The 21-year-old released her rock album, 'Lately I Feel Everything.'
Willow Smith is speaking out against the pushback she received as a Black woman, after releasing her latest rock album, Lately I’ve Been Feeling Everything. In a new interview with Glamour UK, the 21-year-old musician shared her thoughts on the double standard.
“When I wanted to do a rock album, there were a lot of executives that were like, ‘Hmm…’ she tells the publication. “If I had been white, it would’ve been completely fine; but because I’m Black it’s, ‘Well… maybe let’s just not’ – and making it harder than it needs to be.”
She adds, “If I go through that, every single other Black artist is getting the pushback [too].”
Willow shared that being a Black woman in the rock music space and receiving hate is not a surprise -- as she witnessed her mother, Jada Pinkett Smith, go through it as the leader singer of the metal band, Wicked Wisdom.
“Oh, my goodness. She was getting death threats. It was a crazy amount of stuff going on,” the "Meet Me at Our Spot" singer says about her mother’s backlash.
“I remember being like, ‘Yo! People are really upset about this, they’re mad that a Black woman wants to do metal and is in the space,” she says before adding, “Like that was activism.”
The hate that Jada received didn’t discourage Willow. In fact, after witnessing her mother play Ozzfest, the “Transparent Soul” singer said she was inspired to join the rock scene.
“That was my first experience with music touring. And just watching her as a Black woman in this crazy metal scene. I was like, ‘Hell, yeah!’ I loved it,” she says.
Willow didn’t always perform rock music. But after pushing herself outside of her comfort zone, she was ready to commit.
“I love all different kinds of music, I don’t like to box myself into anything,” she tells the magazine. “I was trained to be an R&B singer so I went in that direction. But I’ve always had a huge affinity for rock music ever since I was just a wee bean.”
The Red Table Talk host urges other Black people to take the same risk saying that the key is for, “People of color, women and all marginalized communities [to] step out of the boxes that society wants to put us in. Not even just in music, but in every part of our lives – that’s the special sauce.”
For Willow, that is part of the way a change in the music industry and Hollywood can be made.

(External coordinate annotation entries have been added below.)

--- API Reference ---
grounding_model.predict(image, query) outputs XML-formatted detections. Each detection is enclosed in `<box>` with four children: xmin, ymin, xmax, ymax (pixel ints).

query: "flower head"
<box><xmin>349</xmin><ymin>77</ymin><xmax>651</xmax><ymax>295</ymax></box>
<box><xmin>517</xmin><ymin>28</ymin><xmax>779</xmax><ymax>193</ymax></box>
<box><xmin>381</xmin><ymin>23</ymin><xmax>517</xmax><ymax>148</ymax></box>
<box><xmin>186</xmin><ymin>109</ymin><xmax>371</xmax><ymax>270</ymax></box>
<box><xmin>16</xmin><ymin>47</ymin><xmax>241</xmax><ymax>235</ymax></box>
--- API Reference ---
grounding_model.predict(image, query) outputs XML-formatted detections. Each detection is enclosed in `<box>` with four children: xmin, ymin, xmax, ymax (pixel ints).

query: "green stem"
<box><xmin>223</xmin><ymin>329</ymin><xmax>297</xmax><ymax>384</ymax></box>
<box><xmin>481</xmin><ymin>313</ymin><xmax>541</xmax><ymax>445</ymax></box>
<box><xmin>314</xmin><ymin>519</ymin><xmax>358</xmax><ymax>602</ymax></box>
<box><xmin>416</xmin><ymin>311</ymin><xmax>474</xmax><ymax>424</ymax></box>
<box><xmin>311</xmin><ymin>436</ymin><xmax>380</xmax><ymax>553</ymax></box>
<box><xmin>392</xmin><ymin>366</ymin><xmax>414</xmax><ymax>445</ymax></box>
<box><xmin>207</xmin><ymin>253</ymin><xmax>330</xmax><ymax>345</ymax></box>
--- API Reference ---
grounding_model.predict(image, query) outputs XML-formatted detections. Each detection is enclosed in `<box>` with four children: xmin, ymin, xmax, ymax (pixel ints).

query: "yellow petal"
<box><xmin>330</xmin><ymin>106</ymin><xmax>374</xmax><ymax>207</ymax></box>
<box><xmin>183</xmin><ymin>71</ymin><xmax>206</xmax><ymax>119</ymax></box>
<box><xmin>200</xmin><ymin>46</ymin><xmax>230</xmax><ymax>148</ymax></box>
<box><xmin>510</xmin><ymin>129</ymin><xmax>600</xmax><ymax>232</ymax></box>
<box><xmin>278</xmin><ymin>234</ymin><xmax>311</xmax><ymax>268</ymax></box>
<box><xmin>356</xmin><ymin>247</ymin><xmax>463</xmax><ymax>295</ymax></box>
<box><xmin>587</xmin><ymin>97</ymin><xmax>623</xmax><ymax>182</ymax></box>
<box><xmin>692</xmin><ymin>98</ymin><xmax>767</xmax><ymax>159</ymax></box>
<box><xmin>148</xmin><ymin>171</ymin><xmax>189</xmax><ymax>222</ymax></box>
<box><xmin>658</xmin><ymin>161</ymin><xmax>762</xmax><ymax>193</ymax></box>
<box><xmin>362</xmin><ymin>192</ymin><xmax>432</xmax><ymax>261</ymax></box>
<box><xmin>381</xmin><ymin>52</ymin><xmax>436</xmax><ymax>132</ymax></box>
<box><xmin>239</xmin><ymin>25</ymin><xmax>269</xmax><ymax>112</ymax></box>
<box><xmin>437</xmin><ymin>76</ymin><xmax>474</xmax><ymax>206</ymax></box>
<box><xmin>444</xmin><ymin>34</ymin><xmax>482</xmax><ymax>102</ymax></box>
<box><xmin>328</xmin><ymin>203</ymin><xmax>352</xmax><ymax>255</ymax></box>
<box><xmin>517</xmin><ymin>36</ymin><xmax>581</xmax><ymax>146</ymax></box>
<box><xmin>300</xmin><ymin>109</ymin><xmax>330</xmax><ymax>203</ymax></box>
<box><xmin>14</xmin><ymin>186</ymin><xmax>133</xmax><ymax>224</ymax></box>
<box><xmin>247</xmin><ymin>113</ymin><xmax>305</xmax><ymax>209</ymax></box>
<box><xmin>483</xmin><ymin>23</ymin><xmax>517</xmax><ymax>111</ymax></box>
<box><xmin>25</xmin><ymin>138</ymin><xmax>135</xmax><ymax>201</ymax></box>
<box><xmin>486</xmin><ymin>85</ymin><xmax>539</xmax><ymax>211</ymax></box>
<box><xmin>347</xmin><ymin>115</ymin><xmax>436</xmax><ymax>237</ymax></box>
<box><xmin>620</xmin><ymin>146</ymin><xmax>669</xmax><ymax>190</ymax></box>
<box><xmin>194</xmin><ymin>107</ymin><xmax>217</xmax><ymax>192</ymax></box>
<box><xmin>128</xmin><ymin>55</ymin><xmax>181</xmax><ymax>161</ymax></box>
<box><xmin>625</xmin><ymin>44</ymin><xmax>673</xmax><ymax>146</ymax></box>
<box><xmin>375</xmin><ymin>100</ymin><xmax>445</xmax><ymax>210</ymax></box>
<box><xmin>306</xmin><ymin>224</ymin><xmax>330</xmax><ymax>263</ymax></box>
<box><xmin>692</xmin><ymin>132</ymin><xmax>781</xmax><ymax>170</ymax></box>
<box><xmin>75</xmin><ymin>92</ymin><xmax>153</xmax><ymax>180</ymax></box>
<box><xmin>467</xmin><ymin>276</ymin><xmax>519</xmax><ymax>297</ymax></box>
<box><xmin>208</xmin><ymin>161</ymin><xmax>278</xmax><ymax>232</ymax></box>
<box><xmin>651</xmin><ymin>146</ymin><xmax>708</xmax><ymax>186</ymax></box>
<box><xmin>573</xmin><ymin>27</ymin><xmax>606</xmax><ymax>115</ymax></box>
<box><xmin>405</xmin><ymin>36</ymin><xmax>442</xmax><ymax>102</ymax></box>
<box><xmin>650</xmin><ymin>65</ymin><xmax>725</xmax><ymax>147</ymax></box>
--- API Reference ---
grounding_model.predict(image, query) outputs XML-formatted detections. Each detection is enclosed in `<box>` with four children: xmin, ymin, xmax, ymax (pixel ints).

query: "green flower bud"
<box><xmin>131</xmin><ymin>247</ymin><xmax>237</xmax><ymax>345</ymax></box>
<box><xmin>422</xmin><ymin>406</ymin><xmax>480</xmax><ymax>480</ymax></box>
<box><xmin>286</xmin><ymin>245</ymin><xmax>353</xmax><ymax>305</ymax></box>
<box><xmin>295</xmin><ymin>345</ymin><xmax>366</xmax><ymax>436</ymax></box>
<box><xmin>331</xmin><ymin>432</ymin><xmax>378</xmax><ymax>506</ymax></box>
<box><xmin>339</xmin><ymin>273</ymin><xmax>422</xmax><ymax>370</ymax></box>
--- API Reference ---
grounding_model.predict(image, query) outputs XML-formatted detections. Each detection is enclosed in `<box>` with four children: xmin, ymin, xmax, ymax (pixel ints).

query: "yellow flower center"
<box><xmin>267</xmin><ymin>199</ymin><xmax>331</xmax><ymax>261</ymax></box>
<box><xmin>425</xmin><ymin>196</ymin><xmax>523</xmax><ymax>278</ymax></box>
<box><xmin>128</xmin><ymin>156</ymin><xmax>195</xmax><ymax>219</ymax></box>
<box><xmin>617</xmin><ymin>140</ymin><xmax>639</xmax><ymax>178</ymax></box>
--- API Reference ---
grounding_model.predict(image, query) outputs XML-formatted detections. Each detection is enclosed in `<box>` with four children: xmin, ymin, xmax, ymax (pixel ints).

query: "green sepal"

“For a long time, women have been looked at and expected to be in these boxes. It’s up to the people who have been a part of the oppressing, but it’s also up to us to step out of that. That’s scary, and it’s sometimes dangerous,” she says.
“We need to make better spaces for each other and stop expecting other people to make spaces for us," she adds. "We need to start holding our sisters, and start listening to each other the way that we wish other people would.”